Milhares de rohingya foram mortos e mais de 700 mil fugiram para o vizinho Bangladesh durante a repressão do exército no país de maioria budista em 2017. Myanmar sempre insistiu que estava a enfrentar uma ameaça extremista e não vê condutas erradas do seu exército.
Suu Kyi tem enfrentado críticas crescentes da comunidade internacional devido à sua resposta à crise dos rohingya. Quando o seu partido, a Liga Nacional pela Democracia, venceu as eleições em 2015, muitos esperavam que tal levasse Myanmar a tornar-se uma democracia moderna após 60 anos de regime militar. Antes, ela esteve sob prisão domiciliária durante cerca de 15 anos, com o seu partido a vencer as eleições em 1989, o que não teve efeito prático perante o poder abusivo dos militares.
Com muita pressão internacional, incluindo o Nobel da Paz em 1991, a prisioneira política acabou por ser libertada em 2010 para triunfar nas eleições de 2015. Mas como não podia concorrer a presidente (por ser casada com um estrangeiro e ter filhos estrangeiros) foi criado o cargo de Conselheiro de Estado.
Os críticos dizem que a imagem da conselheira de Myanmar como um ícone da democracia ficou manchada pelo seu fracasso em falar sobre os assassinatos em massa e perseguições dos rohingya.Já foi destituída de inúmeros prémios, incluindo a maior honra da Amnistia Internacional. O grupo de direitos humanos disse que Suu Kyi "optou por ignorar e desculpar a opressão brutal e os crimes contra a humanidade cometidos pelos militares" e "protegeu ativamente os militares do escrutínio e da responsabilidade internacional".

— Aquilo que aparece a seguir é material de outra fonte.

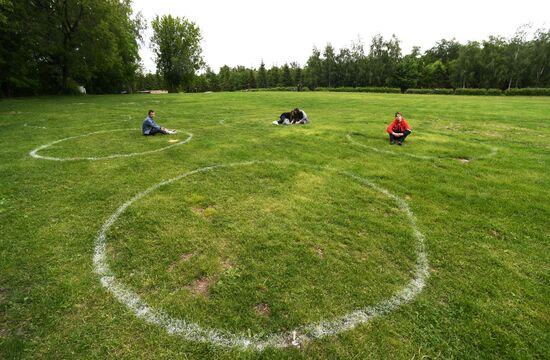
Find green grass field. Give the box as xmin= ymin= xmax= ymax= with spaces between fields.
xmin=0 ymin=92 xmax=550 ymax=359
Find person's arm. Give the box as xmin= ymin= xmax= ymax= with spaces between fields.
xmin=386 ymin=120 xmax=395 ymax=135
xmin=150 ymin=119 xmax=161 ymax=130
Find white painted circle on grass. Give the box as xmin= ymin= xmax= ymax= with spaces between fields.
xmin=346 ymin=133 xmax=498 ymax=161
xmin=29 ymin=129 xmax=193 ymax=161
xmin=93 ymin=161 xmax=429 ymax=351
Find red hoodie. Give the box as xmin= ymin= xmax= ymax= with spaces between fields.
xmin=387 ymin=118 xmax=411 ymax=134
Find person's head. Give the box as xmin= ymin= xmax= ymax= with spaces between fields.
xmin=290 ymin=108 xmax=300 ymax=120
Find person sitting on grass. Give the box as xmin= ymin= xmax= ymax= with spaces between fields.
xmin=290 ymin=108 xmax=309 ymax=124
xmin=142 ymin=110 xmax=177 ymax=135
xmin=387 ymin=112 xmax=412 ymax=145
xmin=273 ymin=112 xmax=291 ymax=125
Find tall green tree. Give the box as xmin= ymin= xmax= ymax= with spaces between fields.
xmin=305 ymin=47 xmax=323 ymax=90
xmin=281 ymin=64 xmax=292 ymax=86
xmin=0 ymin=0 xmax=144 ymax=95
xmin=257 ymin=60 xmax=267 ymax=89
xmin=151 ymin=15 xmax=204 ymax=92
xmin=530 ymin=29 xmax=550 ymax=87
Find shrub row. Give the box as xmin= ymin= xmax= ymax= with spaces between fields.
xmin=405 ymin=88 xmax=550 ymax=96
xmin=405 ymin=89 xmax=454 ymax=95
xmin=315 ymin=87 xmax=401 ymax=94
xmin=247 ymin=86 xmax=550 ymax=96
xmin=249 ymin=86 xmax=309 ymax=91
xmin=503 ymin=88 xmax=550 ymax=96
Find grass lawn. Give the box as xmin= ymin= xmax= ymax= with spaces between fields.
xmin=0 ymin=92 xmax=550 ymax=359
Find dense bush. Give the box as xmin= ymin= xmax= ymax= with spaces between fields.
xmin=504 ymin=88 xmax=550 ymax=96
xmin=455 ymin=88 xmax=487 ymax=95
xmin=432 ymin=89 xmax=455 ymax=95
xmin=487 ymin=89 xmax=502 ymax=96
xmin=315 ymin=87 xmax=401 ymax=94
xmin=405 ymin=89 xmax=442 ymax=94
xmin=246 ymin=86 xmax=302 ymax=91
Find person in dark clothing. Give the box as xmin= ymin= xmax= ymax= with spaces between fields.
xmin=290 ymin=108 xmax=309 ymax=124
xmin=386 ymin=112 xmax=412 ymax=145
xmin=142 ymin=110 xmax=177 ymax=135
xmin=273 ymin=112 xmax=292 ymax=125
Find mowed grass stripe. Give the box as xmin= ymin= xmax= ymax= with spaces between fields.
xmin=0 ymin=93 xmax=550 ymax=358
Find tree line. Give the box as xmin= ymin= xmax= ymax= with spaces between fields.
xmin=193 ymin=28 xmax=550 ymax=91
xmin=0 ymin=0 xmax=550 ymax=96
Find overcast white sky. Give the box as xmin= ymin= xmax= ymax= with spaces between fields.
xmin=133 ymin=0 xmax=550 ymax=72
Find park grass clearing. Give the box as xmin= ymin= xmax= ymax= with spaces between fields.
xmin=0 ymin=92 xmax=550 ymax=359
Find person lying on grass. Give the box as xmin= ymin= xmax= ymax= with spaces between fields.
xmin=273 ymin=112 xmax=291 ymax=125
xmin=142 ymin=110 xmax=177 ymax=135
xmin=290 ymin=108 xmax=309 ymax=124
xmin=386 ymin=112 xmax=412 ymax=145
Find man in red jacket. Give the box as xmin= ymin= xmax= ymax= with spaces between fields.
xmin=387 ymin=112 xmax=412 ymax=145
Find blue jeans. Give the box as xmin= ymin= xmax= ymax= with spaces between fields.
xmin=390 ymin=130 xmax=411 ymax=143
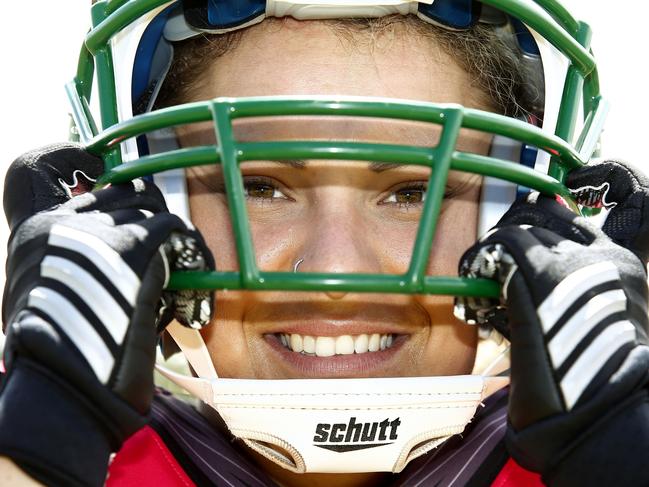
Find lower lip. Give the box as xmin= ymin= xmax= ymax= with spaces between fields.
xmin=264 ymin=335 xmax=408 ymax=378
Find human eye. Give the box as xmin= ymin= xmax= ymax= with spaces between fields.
xmin=243 ymin=176 xmax=288 ymax=203
xmin=380 ymin=182 xmax=427 ymax=209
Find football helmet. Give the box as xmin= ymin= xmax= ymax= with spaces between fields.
xmin=67 ymin=0 xmax=607 ymax=472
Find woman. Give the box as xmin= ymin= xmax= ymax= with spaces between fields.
xmin=0 ymin=2 xmax=649 ymax=485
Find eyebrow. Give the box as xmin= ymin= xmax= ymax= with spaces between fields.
xmin=272 ymin=159 xmax=401 ymax=172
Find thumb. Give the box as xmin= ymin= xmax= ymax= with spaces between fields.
xmin=566 ymin=160 xmax=649 ymax=263
xmin=3 ymin=142 xmax=104 ymax=230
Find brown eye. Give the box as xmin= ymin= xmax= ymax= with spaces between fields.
xmin=243 ymin=178 xmax=286 ymax=201
xmin=246 ymin=184 xmax=275 ymax=198
xmin=382 ymin=184 xmax=426 ymax=207
xmin=395 ymin=188 xmax=426 ymax=205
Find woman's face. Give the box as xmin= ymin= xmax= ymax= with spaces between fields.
xmin=180 ymin=20 xmax=489 ymax=379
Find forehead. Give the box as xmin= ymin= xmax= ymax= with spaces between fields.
xmin=193 ymin=19 xmax=479 ymax=106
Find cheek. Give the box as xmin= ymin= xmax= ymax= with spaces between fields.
xmin=428 ymin=189 xmax=479 ymax=276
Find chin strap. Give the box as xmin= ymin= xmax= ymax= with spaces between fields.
xmin=157 ymin=322 xmax=509 ymax=473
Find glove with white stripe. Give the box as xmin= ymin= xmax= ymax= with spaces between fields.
xmin=0 ymin=145 xmax=212 ymax=486
xmin=456 ymin=168 xmax=649 ymax=486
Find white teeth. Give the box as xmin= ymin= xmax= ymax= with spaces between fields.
xmin=354 ymin=335 xmax=370 ymax=353
xmin=302 ymin=335 xmax=315 ymax=353
xmin=367 ymin=333 xmax=381 ymax=352
xmin=314 ymin=337 xmax=336 ymax=357
xmin=279 ymin=333 xmax=395 ymax=357
xmin=336 ymin=335 xmax=354 ymax=355
xmin=291 ymin=333 xmax=304 ymax=352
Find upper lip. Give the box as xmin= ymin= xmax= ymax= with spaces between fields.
xmin=266 ymin=320 xmax=412 ymax=337
xmin=244 ymin=301 xmax=430 ymax=337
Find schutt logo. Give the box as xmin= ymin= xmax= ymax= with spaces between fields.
xmin=313 ymin=418 xmax=401 ymax=453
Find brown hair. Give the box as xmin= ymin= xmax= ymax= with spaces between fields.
xmin=155 ymin=15 xmax=540 ymax=117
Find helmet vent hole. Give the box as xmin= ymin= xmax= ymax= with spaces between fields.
xmin=243 ymin=433 xmax=306 ymax=473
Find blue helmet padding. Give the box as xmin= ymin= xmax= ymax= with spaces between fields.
xmin=207 ymin=0 xmax=266 ymax=29
xmin=131 ymin=7 xmax=172 ymax=105
xmin=417 ymin=0 xmax=478 ymax=29
xmin=510 ymin=17 xmax=541 ymax=56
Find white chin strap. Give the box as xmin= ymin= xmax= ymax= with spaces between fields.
xmin=157 ymin=322 xmax=508 ymax=473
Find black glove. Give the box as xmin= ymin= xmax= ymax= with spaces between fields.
xmin=0 ymin=144 xmax=213 ymax=486
xmin=456 ymin=163 xmax=649 ymax=486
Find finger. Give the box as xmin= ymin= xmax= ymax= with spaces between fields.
xmin=566 ymin=160 xmax=649 ymax=209
xmin=497 ymin=193 xmax=600 ymax=245
xmin=4 ymin=143 xmax=104 ymax=229
xmin=63 ymin=179 xmax=167 ymax=213
xmin=567 ymin=161 xmax=649 ymax=263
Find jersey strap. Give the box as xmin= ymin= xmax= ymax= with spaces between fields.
xmin=491 ymin=458 xmax=545 ymax=487
xmin=106 ymin=426 xmax=196 ymax=487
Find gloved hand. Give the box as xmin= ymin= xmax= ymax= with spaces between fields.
xmin=456 ymin=162 xmax=649 ymax=487
xmin=0 ymin=144 xmax=213 ymax=486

O governo de Myanmar não usa o termo "rohingya" e não reconhece o povo como uma etnia oficial, o que significa que os rohingya têm a cidadania negada e são apátridas.
Apenas três casos de genocídio foram reconhecidos pela lei internacional desde a Segunda Guerra Mundial: no Camboja, no final da década de 1970; no Ruanda, em 1994; e em Srebrenica, Bósnia, em 1995.